Reality vs. Hollywood: Chemistry


by Melissa T. Miller

Picture your favorite crime show’s forensic laboratory or a Bond villain’s secret lair. There are likely to be glass vials of all shapes and sizes that contain a rainbow of colored liquids. Some are probably bubbling, perhaps even smoking. The camera navigates around whiteboards covered in scrawled equations with a boggling combination of letters and numbers. How mysterious—they must be doing (gasp!)…chemistry!

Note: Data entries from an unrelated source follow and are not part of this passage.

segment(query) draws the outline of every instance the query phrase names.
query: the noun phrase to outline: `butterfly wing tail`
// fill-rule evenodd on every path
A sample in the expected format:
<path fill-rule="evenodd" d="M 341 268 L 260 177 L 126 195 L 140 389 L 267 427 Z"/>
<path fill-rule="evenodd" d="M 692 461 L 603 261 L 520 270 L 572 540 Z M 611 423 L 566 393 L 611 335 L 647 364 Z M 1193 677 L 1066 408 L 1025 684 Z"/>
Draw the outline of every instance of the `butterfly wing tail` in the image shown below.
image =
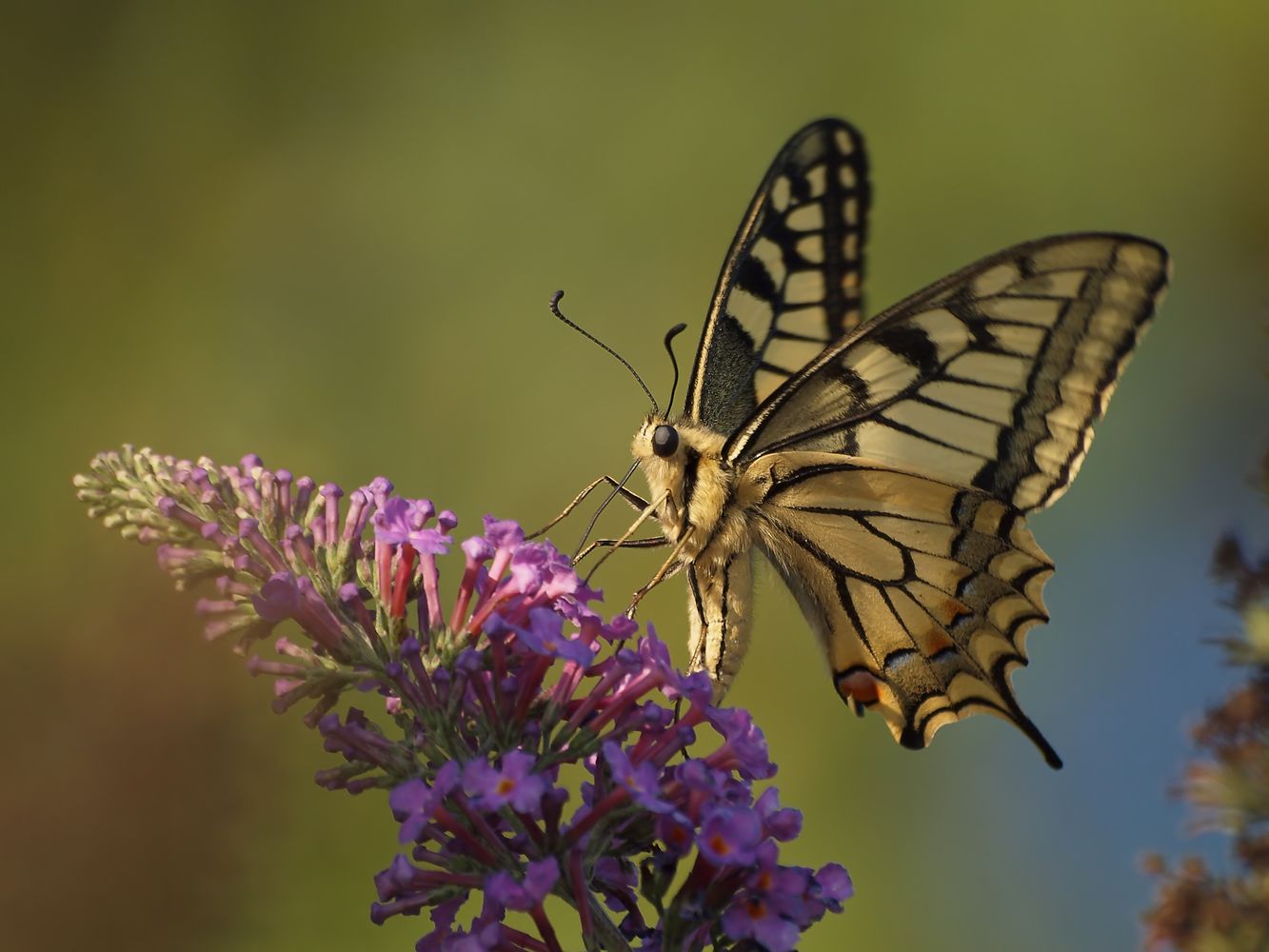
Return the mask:
<path fill-rule="evenodd" d="M 862 459 L 764 457 L 763 547 L 820 636 L 834 683 L 924 748 L 990 712 L 1052 767 L 1061 760 L 1014 696 L 1025 636 L 1048 618 L 1052 575 L 1022 514 L 985 493 Z"/>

This is something you’ve likely seen a dozen times on TV shows or in movies. You may not have noticed that Hollywood has gotten many details wrong (or, at least, only partially right!), but those who spend a lot of time in chemistry laboratories, notice it right away. Perhaps unsurprisingly, the on-screen depiction of chemistry is generic and over-simplified.



That’s not to say that some chemistry labs don’t look like this. You likely saw much of the same equipment if, like most Americans, your chemistry experience began and ended in a high school classroom. Bunsen burners, Mentos in a soda bottle and using pH paper may be as far as most people delve into the world of chemistry. But for those who still spend time there, Hollywood’s version can induce cringes and eye-rolls.

Obviously, in most popular media, there’s not a lot of time to introduce characters and settings. Screenwriters and set-dressers have mere seconds to convey the idea that you are now in a chemistry lab. But what they show is not the whole story. Chemistry is not as foreign a concept as you might think it is, nor are laboratories as intimidating as they’re portrayed.

You—yes, you!—do chemistry in your everyday life. One example is food preparation. Baking is stoichiometry, the term for balancing chemical equations so that there are the same ingredients on each side.

Fe2O3 + 2Al → 2Fe + Al2O3  may look like a bit of a jumble, but it’s no more complicated than this: 1 cup of mix + 1 egg + 3 tablespoons vegetable oil → 4 waffles. That little arrow (→ ) can show that any number of things have happened—mixing, heating, rising—but the sum of the elements is the same on both sides.

You also likely know some chemistry terms and concepts, like what H2O is and that it can be solid (ice), liquid (water) or gas (steam). You’ve probably heard of CO2 and the ozone layer and that Gatorade has electrolytes. And (hopefully) you know that some medications shouldn’t be mixed or taken with alcohol (C2H5OH). Maybe you watched Breaking Bad and know some not-so-legal chemical reactions. But it could also be that NCIS has given you the impression that forensic scientists can have DNA test results in mere minutes (guess again!).

While we’re on the topic of the scientists themselves, what are you picturing? Hollywood would have you believe that chemists are all a bit odd. Whether it’s the dyed hair, antisocial behavior or some other trope, there’s rarely a scientist portrayed that’s not on the verge of being a bit “mad.” And the uniform—they’re always in their lab coat, right? While lab coats and other personal protective equipment are prevalent, they’re usually only worn in the lab itself. Not in the office, not to meetings and never to meals. And they serve little purpose if they’re left unbuttoned or paired with a short skirt.



While screenwriting requires an economy of characters, real life science is crowded. There are some articles published that have dozens—or even hundreds!—of authors. And those projects took time, sometimes the length of an entire career.

We can’t begrudge anyone who doesn’t notice these details, or even Hollywood for their over-simplification. But hopefully you enjoy knowing a bit more about what chemistry labs are really like. We all have our sphere of knowledge, our profession, our passion. Plenty of us would not notice a 1960 Corvette in a movie that’s set during the Korean War. But there are plenty of people who would. And hopefully if one was sitting next to you, they would lean over to tell you, and you could exchange glances and say, “Boy, I wonder what else Hollywood gets wrong?”